Он притворился обиженным, но глаза его сверкали от смеха.
— Да я думал, что ты с ним помирился и сам с ним сел. Ну, мы и стакнулись с Гараськой.
А Гараська наклонился над партой и задыхался от хохота.
Я хотел позвать на помощь Елену Григорьевну, но она стояла с учителями у стола и взволнованно разговаривала с ними, не оглядываясь на нас. Миколька сидел вместе с Петькой–кузнецом, серьёзный, озабоченный, и как будто не замечал моего бунта. Петька недовольно хмурился: ему не нравилась наша возня. Я подвинулся к краю парты, где в проходе стоял Шустёнок, и яростно гнал его:
— Пошёл отсюда к чёрту! Всё равно не пущу. Выродок ты и недруг. Я подлецов только бью.
Сторонние парнишки в другом ряду и впереди нас испуганно и сердито грозили нам пальцами и шептали:
— Смирно сидите!.. Не бесчинничайте!..
Шустёнок вдруг заныл среди общей тишины:
— Да вот он не пускает… А где мне сидеть‑то?. Места‑то нигде нет…

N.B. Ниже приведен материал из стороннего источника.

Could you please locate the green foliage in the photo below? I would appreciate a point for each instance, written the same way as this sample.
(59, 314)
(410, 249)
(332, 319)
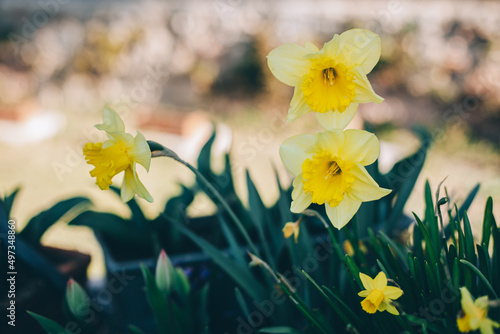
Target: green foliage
(182, 311)
(40, 223)
(430, 267)
(77, 310)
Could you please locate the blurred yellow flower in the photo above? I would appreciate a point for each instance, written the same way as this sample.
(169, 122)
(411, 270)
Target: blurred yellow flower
(329, 169)
(378, 296)
(474, 314)
(331, 81)
(119, 153)
(292, 229)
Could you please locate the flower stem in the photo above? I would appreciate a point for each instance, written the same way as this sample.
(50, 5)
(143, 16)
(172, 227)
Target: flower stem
(158, 150)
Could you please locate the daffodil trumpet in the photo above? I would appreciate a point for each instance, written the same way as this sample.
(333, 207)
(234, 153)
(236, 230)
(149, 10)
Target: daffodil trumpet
(120, 153)
(378, 295)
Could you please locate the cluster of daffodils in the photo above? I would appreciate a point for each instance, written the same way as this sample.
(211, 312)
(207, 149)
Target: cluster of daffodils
(329, 167)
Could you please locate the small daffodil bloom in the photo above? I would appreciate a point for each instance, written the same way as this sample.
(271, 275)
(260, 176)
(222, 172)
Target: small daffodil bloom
(119, 153)
(331, 81)
(378, 296)
(474, 314)
(292, 229)
(329, 169)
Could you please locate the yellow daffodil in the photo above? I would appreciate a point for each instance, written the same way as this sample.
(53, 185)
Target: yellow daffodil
(292, 229)
(119, 153)
(329, 169)
(378, 296)
(474, 314)
(331, 81)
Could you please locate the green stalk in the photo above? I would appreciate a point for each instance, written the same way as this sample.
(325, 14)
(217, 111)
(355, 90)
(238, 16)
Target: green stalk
(158, 150)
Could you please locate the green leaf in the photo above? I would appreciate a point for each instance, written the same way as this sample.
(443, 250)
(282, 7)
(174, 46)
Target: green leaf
(37, 225)
(50, 326)
(345, 313)
(428, 241)
(469, 240)
(481, 277)
(402, 178)
(235, 249)
(353, 270)
(257, 214)
(8, 202)
(157, 302)
(487, 222)
(241, 275)
(135, 330)
(204, 158)
(460, 212)
(282, 330)
(77, 300)
(241, 301)
(484, 261)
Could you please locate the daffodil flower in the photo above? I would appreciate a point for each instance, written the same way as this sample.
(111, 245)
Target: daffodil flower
(378, 296)
(292, 228)
(474, 314)
(329, 169)
(331, 81)
(119, 153)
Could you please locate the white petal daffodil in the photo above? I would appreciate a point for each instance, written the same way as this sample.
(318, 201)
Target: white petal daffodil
(119, 153)
(332, 81)
(329, 169)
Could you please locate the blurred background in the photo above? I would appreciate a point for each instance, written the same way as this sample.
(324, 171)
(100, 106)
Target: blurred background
(172, 69)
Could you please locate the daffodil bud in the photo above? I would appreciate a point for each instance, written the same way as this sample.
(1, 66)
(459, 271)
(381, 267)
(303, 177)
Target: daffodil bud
(77, 300)
(165, 273)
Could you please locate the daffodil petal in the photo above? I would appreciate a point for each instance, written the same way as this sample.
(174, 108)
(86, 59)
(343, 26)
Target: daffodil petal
(342, 213)
(364, 90)
(300, 200)
(486, 327)
(393, 292)
(360, 146)
(292, 152)
(121, 137)
(329, 141)
(364, 188)
(132, 185)
(298, 105)
(140, 151)
(360, 47)
(482, 302)
(111, 121)
(364, 293)
(287, 62)
(332, 48)
(337, 120)
(380, 281)
(390, 308)
(367, 282)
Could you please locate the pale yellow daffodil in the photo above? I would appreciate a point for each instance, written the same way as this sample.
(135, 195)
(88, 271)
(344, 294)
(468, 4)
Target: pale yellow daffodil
(119, 153)
(331, 81)
(378, 295)
(329, 169)
(474, 314)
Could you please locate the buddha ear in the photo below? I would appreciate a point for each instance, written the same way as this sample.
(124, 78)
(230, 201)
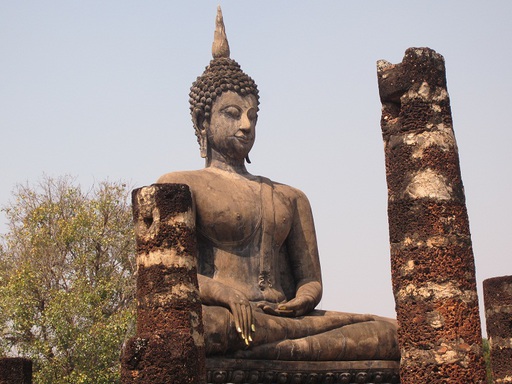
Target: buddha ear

Учителя повернулись в нашу сторону, а Елена Григорьевна в тревоге бросилась к нам, красная от смущения.
— Что с вами происходит, ребятки? Почему вы сидите не так, как у себя в школе?
— Федька не пускает меня, вытолкнул… — захныкал Шустёнок. — И все гонят… Чай, мне не на полу сидеть…
Я с ненавистью вскрикнул:
— Не буду сидеть с ним, с выродком… Лучше с чужими сяду.
— Но почему вышла такая путаница?.. Ах, какая досада! Не досмотрела, понадеялась… Разве можно в такой день и такой час озоровать? Ну‑ка, живо! Пересядьте, как у себя в школе…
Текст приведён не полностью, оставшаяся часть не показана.